Phi Phi. Am 9. Juni tauchten in den sozialen Netzwerken die Bilder von drei mutmaßlichen Europäerinnen auf, die vollkommen benommen auf dem Bürgersteig von Phi Phi liegen und mit Lachgas gefüllte Ballons inhalieren.
„Diese Leute liegen auf dem Bürgersteig und können sich vor Lachen nicht mehr auf den Beinen halten“, berichtet ein Augenzeuge der lokalen Presse. Für einen Preis von 200 Baht werden die mit Lachgas gefüllten Ballons an vielen Orten auf der Insel angeboten und an die Touristen verkauft.
Um dagegen eingreifen und vorgehen zu können benötigen die Beamten eine klare Aussage der öffentlichen Gesundheitsbehörde. Allerdings haben sich die Behörden bisher noch nicht zu einem eindeutigen Verbot durchringen können.

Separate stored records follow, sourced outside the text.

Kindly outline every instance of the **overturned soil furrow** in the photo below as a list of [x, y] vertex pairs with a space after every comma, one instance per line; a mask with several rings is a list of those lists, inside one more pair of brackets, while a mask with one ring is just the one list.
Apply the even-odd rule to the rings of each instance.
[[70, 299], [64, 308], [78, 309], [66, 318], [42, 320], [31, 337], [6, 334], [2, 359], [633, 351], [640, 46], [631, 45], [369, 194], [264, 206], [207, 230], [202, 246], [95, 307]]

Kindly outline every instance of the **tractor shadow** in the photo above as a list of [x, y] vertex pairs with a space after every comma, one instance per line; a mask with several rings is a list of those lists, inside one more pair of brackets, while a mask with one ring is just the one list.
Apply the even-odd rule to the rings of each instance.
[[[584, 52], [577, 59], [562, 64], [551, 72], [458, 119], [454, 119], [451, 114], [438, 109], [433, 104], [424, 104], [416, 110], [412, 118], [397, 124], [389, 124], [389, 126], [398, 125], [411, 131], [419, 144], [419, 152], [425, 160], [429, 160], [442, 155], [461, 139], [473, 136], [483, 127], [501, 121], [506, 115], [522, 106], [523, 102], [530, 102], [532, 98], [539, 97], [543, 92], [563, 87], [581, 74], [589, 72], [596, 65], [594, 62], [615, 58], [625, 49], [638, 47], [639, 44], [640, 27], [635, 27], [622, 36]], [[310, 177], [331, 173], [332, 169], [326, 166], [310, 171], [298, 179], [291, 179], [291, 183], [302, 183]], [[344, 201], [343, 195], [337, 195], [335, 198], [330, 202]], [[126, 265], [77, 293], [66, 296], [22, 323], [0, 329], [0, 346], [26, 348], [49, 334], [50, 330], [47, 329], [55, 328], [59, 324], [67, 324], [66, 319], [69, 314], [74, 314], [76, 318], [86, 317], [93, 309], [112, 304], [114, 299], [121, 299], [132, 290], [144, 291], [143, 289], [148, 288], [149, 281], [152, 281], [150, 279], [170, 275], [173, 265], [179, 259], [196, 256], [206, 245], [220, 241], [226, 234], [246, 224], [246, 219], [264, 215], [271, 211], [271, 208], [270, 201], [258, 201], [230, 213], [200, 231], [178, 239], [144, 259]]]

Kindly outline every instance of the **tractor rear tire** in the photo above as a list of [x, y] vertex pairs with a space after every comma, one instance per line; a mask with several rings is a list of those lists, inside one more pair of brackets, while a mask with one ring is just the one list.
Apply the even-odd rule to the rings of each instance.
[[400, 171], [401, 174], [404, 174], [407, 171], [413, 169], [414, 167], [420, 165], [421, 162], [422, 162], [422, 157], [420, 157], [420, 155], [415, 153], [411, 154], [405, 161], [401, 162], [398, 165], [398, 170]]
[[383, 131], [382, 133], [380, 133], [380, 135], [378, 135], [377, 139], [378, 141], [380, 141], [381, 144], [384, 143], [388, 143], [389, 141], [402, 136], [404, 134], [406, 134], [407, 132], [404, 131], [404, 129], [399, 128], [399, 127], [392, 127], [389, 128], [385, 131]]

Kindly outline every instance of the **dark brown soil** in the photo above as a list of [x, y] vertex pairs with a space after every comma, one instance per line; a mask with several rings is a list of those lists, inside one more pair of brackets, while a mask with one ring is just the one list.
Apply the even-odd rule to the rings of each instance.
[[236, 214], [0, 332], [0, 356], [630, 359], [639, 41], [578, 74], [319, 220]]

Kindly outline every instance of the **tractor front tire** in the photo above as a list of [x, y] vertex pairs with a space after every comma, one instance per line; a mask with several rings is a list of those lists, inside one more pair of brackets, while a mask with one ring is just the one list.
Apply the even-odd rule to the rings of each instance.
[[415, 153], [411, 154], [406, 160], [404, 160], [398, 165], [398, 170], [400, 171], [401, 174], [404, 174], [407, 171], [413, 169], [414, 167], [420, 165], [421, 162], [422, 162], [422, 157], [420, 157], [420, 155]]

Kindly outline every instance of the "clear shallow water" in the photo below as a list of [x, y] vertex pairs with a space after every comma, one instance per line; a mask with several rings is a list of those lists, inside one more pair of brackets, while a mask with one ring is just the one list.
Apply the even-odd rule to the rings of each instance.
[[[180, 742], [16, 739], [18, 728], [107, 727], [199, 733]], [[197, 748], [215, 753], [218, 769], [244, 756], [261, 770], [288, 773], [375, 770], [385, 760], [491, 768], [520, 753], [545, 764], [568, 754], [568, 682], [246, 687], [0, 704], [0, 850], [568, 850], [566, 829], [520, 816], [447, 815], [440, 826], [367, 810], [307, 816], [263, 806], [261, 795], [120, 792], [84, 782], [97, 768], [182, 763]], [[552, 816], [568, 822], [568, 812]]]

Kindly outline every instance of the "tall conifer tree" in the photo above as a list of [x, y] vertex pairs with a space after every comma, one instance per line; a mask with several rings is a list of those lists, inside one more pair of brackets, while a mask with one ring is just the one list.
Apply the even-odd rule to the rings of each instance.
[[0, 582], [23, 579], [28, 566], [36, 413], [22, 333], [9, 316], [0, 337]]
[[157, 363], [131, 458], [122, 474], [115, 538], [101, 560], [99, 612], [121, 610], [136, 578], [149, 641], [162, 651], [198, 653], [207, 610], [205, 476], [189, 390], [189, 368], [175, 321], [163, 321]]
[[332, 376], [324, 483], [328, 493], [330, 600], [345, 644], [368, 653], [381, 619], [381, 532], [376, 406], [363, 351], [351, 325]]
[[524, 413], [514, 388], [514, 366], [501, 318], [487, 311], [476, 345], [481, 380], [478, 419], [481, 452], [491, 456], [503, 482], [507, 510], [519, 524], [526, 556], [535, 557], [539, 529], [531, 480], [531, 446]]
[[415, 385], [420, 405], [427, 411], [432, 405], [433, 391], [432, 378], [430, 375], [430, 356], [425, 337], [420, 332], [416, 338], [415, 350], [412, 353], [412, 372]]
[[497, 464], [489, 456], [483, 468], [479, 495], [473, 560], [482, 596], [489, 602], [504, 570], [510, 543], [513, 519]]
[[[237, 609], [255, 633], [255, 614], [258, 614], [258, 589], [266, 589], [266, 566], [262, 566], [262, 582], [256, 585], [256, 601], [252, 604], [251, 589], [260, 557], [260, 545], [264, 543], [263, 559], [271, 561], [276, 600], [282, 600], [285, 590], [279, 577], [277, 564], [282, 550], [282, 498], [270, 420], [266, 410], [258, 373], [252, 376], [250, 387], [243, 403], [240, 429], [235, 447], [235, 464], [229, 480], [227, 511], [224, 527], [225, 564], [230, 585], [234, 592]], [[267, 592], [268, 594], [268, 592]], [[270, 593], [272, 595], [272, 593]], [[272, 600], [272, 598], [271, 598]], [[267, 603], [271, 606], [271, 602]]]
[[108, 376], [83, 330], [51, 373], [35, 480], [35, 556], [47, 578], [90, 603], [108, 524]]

Die skrupellosen Verkäufer bieten das gefährliche Betäubungsmittel unter dem harmlosen Begriff lustige Luft, „Funny Air“ in bunten Luftballons an. Bereits kurz nach der Inhalation fühlen sich die Menschen berauscht und fangen an zu lachen. Dabei warnen Experten ausdrücklich vor dem Gas. Eine zu hohe Dosis kann zum Tod eines Menschen führen.
Im Internet und den sozialen Netzwerken tauchen fast täglich neue Berichte und Bilder zu diesem gefährlichen Thema auf.